O michti ladi, owr leding tw haf, At hefn owr abeiding, yntw ddy ffest efrlesting, i set a braents ws tw bring

w represents /u:/, but it is used for to (ME /to:/) and not our (ME /u:r/) which is spelt owr, which must represent a diphthong. ddy(the) is surely /ði:/ not ME /ðe:/. The most obvious one is abeiding, which clearly indicates something like /ei/ or /əi/. Only /a:/ (ladi) has definitely not shifted.

The pronunciation he denotes seems to be something like:

o: mɪɕtɪ la:dɪ əʊr le:dɪŋg tu: hæv

: at hɛvən əʊr əbəidiŋɡ : ɪntu: ði: fe:st ɛvərlæstɪŋg : (j)iː sɛt ə bræntʃ ʊs tu: brɪŋg

That's definitely Early Modern English. Walshie79 (talk) 17:10, 21 November 2016 (UTC)

Very interesting. In addition to ladi, leding (leading) also might not have its vowel shifted, since it could represent /leːdinɡ/ (shifted) or /lɛːdinɡ/ (unshifted). My recollection is that Welsh didn't or doesn't have a contrast between open-mid and close-mid vowels. — Eru·tuon 05:00, 3 January 2017 (UTC)

Did it affect both Anglo-Saxon and Norman words in Middle English?

The examples used to illustrate the pronunciation changes bite, meet, meat, mate, out, boot, boat, time , see, east, fox... cut are almost all of Old English rather than Norman French origin. Did the vowel shift also affect Norman-origin words in Middle English?CharlesHBennett (talk) 06:20, 20 January 2017 (UTC)

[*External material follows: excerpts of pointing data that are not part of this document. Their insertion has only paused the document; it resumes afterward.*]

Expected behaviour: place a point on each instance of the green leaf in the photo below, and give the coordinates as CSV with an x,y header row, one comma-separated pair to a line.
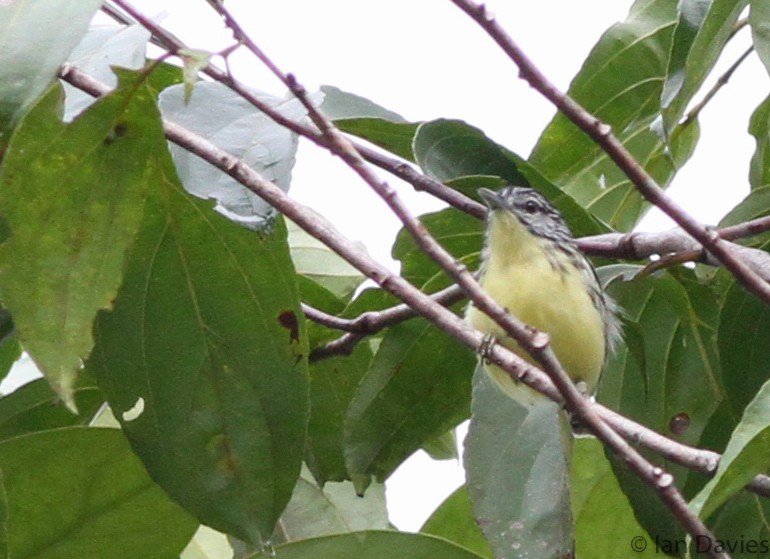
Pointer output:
x,y
33,37
102,48
207,544
443,447
454,521
194,61
318,262
451,149
240,129
3,520
459,233
204,360
338,104
65,258
517,463
744,323
416,388
333,382
756,204
745,456
744,521
10,350
701,32
35,407
667,369
620,83
100,496
759,127
595,491
363,118
759,19
374,545
334,509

Yes. AJD (talk) 08:33, 20 January 2017 (UTC)
Sound changes are always indifferent to word origin. They are purely phonological. CodeCat (talk) 19:33, 20 January 2017 (UTC)
Possible example: "author." Wiktionary (although not a "reference-able" source per se) says that the word is derived from Anglo-Norman, which came from Old French "autor," which came from the Latin word "auctor." I don't know French phonology well, but I do know Latin. The Latin spelling is very phonetic. How the Latin word is spelt, it would be pronounced [aʊk.tɔɹ]. Therefore, the specific pronunciation of the "au" in Modern English word "author" is probably the result of the Great Vowel Shift.LakeKayak (talk) 20:46, 20 January 2017 (UTC)

Error in the image

The image is helpful. However, it seems to have some errors, specifically involving what is apart of the GVS and what isn't. In particular, the fronting of ModE // didn't occur until the mid-twentieth century, and is not apart of the Shift at all. Can we possibly fix this?LakeKayak (talk) 19:40, 20 April 2017 (UTC)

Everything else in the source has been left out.